Comparing PIR to adult regimens, vincristine dose reductions were more frequent during intensive chemotherapy in PIR: induction (38.1% vs. 9.4%, p=0.004), cons/int (63.5% vs. 39.4%, p=0.031), but not during maintenance (55.8% vs. 50.0%, p=0.793). This difference was due to a higher rate of dose reduction for LFT abnormalities (induction 30.15% vs 3.12%, p=0.003, and cons/int 38.10% vs. 15.15%, p=0.021), but not related to neuropathy (induction 1.58% vs 3.12%, p=1, and cons/int 20.63% vs. 15.15%, p=0.592).

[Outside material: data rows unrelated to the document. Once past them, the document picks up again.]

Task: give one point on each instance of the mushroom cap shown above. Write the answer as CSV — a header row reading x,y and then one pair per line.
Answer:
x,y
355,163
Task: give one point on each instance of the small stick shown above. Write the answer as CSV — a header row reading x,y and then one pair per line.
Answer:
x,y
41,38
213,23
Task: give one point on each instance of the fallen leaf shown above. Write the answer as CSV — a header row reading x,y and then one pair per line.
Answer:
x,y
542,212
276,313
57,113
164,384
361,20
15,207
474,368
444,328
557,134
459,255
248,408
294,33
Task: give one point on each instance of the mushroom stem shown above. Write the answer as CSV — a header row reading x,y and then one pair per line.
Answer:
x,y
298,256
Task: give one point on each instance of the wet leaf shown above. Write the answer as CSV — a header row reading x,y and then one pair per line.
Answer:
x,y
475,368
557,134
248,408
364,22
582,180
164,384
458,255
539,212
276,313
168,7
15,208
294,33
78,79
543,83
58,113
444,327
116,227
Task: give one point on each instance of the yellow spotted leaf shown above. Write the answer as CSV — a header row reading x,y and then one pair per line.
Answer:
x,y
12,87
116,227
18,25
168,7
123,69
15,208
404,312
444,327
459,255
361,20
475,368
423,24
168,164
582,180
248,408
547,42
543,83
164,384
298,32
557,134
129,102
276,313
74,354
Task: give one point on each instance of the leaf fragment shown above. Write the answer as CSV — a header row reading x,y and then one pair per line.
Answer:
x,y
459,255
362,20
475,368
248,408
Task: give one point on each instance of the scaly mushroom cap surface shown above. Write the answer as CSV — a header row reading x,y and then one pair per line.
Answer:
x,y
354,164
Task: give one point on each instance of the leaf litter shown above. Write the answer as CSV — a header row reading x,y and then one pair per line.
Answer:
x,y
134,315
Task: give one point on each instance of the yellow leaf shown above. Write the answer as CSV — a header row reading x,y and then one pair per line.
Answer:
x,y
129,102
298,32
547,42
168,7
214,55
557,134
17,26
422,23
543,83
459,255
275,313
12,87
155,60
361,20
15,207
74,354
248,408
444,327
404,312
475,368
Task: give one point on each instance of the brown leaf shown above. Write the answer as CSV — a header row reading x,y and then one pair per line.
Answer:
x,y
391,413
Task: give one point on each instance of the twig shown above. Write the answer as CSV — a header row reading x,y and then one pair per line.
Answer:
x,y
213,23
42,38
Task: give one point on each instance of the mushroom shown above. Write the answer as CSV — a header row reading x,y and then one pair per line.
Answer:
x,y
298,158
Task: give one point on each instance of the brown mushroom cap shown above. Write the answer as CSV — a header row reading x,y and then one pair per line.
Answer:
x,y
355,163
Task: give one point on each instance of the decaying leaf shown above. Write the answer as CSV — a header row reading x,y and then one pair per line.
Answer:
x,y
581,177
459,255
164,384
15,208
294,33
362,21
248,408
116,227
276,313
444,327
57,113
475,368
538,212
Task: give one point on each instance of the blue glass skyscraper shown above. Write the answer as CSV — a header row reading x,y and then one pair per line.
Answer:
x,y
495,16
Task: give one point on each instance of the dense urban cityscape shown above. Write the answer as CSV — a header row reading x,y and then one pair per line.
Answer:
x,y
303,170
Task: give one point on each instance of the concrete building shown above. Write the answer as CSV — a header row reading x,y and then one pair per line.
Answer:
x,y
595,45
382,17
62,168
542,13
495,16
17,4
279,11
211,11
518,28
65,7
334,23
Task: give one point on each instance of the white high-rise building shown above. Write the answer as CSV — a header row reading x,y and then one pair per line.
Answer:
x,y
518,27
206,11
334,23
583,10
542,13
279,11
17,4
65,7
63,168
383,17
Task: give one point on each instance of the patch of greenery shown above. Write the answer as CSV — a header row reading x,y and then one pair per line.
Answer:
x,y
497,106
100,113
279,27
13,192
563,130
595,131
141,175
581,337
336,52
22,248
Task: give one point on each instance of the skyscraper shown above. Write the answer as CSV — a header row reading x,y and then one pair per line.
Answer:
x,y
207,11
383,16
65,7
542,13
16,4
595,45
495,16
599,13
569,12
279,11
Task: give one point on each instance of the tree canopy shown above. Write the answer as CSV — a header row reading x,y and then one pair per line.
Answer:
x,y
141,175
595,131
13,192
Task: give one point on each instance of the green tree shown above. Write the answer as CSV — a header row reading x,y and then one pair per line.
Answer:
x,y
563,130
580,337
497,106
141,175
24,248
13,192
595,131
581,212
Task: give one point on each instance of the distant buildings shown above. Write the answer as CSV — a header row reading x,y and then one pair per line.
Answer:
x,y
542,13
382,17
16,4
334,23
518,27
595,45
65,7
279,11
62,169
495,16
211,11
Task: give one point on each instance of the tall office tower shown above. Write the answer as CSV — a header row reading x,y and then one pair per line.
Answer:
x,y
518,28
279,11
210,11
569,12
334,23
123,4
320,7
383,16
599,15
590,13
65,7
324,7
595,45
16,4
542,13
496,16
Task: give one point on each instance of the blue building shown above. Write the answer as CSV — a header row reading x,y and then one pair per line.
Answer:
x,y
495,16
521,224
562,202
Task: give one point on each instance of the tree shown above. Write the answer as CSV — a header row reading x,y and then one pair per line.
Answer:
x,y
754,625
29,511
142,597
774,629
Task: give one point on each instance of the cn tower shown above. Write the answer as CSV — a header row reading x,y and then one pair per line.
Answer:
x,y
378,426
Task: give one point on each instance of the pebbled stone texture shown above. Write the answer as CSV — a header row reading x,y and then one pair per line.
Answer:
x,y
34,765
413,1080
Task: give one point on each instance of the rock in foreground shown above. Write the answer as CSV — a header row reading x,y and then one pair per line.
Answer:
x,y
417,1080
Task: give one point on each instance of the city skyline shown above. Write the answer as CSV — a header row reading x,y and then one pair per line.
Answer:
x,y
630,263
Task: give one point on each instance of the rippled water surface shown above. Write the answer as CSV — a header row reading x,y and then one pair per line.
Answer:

Neuropathy was reported by 35.1% of patients before maintenance and by 37% at the last follow-up. By the last follow-up, patients with neuropathy had received a greater reduction in vincristine dose, with a median of 80.6% of the expected dose vs. 93.2%, p=0.02. Factors associated with this neuropathy included age ≥30 years (56.8% vs. 16.7%, OR 6.56 (95% CI 2.20-19.55), p=0.001), diabetes (83.3% vs. 32.8%, OR 10.23 (95% CI 1.13-92.93), p=0.024) and an expected dose of vincristine greater than 53mg (46.7% vs. 21.4%, OR 3.21 (95% CI 1.09-9.41), p=0.045). There was no significant impact of vincristine dose reduction on MRD, RFS, or OS. A significant overall survival benefit was observed with PIR compared to adult regimens: expected 5-year OS of 59% vs. 31.5%, p=0.01 (HR 0.45, 95% CI 0.25-0.84, p=0.012). A sub-analysis of vincristine adjustments in the modified CALGB 10403 regimen showed no significant effect on MRD, RFS, and OS. A non-significant trend was seen in the 6-month landmark RFS analysis, with higher 3-year RFS in patients receiving adjustments resulting in <80% of the expected vincristine dose (77.1% vs. 55.4%, p=0.154).

Conclusions

A minority of adult patients with ALL receive the full vincristine dose as expected, primarily due to LFT abnormalities and peripheral neuropathy. With PIR, vincristine dose reductions are more likely due to LFT abnormalities. It seems that these changes do not affect the outcomes. Almost 40% of patients experience peripheral neuropathy during their last check-up, which may affect their quality of life. This emphasizes the importance of implementing proactive methods to identify and, if possible, prevent peripheral neuropathy at an early stage. It also suggests the need to reassess the best dose of vincristine in future research studies to achieve the best outcomes without compromising patients' quality of life.

Disclosures: Ontiveros-Austria: Servier: Speakers Bureau. Demichelis: Pfizer: Consultancy, Honoraria; AMGEN: Honoraria; Servier: Consultancy, Honoraria; TEVA: Consultancy, Honoraria; Abbvie: Consultancy, Honoraria; Astellas: Consultancy, Honoraria.